Researchers have been able to statistically infer haplotype for European populations, thanks to the fact that Europeans went through a genetic bottleneck thousands of years ago. (Haplotypes very gradually grow shorter, as the chromosome pairs break and reassemble with each generation. Europeans have long haplotypes that haven’t yet broken down, making them easier to analyze.) But statistical techniques have not worked for African populations, meaning that genetic information for this group is much sparser. For this reason, most of the genome-wide association studies done to date have focused on European populations.

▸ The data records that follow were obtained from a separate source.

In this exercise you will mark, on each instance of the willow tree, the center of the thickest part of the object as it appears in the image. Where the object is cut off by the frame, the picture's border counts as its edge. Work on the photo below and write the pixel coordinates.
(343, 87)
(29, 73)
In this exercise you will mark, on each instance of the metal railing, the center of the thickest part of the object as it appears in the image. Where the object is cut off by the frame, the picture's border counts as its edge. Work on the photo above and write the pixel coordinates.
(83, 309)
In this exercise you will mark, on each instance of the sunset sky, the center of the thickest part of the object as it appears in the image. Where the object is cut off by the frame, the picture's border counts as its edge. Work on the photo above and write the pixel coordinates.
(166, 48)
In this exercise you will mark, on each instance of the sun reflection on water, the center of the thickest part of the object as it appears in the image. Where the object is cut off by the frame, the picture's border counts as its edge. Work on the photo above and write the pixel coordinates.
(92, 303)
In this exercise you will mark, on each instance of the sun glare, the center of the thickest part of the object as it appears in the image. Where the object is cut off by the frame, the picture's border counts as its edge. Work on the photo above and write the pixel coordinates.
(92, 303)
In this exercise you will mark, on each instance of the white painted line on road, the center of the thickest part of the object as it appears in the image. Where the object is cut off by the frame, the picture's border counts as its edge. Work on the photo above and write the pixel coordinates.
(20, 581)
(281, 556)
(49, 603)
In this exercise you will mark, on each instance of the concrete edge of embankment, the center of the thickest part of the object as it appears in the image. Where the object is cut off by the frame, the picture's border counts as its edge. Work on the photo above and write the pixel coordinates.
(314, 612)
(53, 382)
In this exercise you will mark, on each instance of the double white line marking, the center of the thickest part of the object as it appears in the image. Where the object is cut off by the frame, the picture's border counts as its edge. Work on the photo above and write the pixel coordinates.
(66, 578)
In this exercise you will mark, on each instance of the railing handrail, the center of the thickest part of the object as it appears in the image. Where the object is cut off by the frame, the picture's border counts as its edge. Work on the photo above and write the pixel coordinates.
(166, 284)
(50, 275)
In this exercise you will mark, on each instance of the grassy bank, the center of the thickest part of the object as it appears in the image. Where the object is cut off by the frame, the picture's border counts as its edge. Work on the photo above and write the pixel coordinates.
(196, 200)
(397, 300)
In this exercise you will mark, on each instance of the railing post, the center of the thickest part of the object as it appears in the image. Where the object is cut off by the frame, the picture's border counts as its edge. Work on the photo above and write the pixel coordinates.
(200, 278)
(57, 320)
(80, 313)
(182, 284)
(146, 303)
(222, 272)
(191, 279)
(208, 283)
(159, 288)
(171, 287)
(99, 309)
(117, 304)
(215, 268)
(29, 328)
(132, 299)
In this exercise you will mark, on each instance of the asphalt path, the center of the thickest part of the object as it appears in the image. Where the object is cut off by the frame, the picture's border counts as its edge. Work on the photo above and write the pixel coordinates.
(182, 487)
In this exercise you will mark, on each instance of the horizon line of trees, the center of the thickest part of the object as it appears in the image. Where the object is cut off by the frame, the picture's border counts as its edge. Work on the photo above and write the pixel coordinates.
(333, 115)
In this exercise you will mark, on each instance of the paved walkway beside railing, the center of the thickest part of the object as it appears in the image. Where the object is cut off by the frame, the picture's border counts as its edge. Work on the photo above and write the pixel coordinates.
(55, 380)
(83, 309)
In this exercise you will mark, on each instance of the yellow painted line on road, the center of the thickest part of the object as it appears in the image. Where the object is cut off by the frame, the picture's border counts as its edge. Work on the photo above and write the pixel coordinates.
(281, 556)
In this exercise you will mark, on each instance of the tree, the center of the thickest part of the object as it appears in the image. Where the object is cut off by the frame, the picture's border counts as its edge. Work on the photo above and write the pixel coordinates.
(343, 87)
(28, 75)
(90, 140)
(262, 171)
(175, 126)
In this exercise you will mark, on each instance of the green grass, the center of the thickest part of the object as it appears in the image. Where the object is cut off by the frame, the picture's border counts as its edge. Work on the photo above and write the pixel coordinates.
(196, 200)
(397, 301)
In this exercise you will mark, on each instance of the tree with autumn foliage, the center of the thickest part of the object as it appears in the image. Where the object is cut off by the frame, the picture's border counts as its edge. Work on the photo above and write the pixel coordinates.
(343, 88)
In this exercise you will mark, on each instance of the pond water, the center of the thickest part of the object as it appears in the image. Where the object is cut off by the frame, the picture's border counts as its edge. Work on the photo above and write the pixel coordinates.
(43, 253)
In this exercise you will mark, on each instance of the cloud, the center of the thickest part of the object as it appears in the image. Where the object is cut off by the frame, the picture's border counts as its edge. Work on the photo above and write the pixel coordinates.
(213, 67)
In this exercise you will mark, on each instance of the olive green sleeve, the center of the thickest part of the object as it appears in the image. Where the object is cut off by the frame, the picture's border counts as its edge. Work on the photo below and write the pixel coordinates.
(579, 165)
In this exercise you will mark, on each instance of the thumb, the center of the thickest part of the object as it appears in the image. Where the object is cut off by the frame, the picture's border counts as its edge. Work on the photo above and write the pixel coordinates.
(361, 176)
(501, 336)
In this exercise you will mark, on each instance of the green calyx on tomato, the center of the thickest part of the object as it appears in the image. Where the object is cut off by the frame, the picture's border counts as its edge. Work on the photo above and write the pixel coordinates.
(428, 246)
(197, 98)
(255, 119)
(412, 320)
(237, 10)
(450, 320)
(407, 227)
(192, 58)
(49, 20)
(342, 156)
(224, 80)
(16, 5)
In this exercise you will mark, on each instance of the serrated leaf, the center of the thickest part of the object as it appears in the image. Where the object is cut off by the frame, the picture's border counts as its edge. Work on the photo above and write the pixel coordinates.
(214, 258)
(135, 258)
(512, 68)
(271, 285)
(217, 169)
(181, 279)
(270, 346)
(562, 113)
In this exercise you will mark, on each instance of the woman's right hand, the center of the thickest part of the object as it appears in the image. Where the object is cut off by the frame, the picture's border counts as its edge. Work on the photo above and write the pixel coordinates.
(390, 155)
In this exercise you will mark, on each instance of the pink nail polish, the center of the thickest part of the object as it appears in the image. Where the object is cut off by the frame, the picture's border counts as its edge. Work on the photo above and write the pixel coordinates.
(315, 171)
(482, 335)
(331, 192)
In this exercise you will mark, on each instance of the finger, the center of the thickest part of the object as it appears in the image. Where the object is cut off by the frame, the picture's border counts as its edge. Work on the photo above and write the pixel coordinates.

Both approaches add to the cost of genome sequencing, so it’s not clear how quickly they will catch on, Schork says. “Shendure’s approach is one people could likely implement in labs now,” he says. Quake’s approach generates much more complete data—a haplotype that is the length of an entire chromosome—but it is technically more challenging, requiring specialized chips to analyze the single cells. “Single cell sequencing and the ability to separate chromosomes in a dish is complicated,” says Schork. “Unless someone builds an affordable assay, it won’t be used routinely.” Quake says that the chips that his lab and close collaborators use are currently being built at an academic foundry at Stanford. He says, “Perhaps there will be a commercial solution at some point.”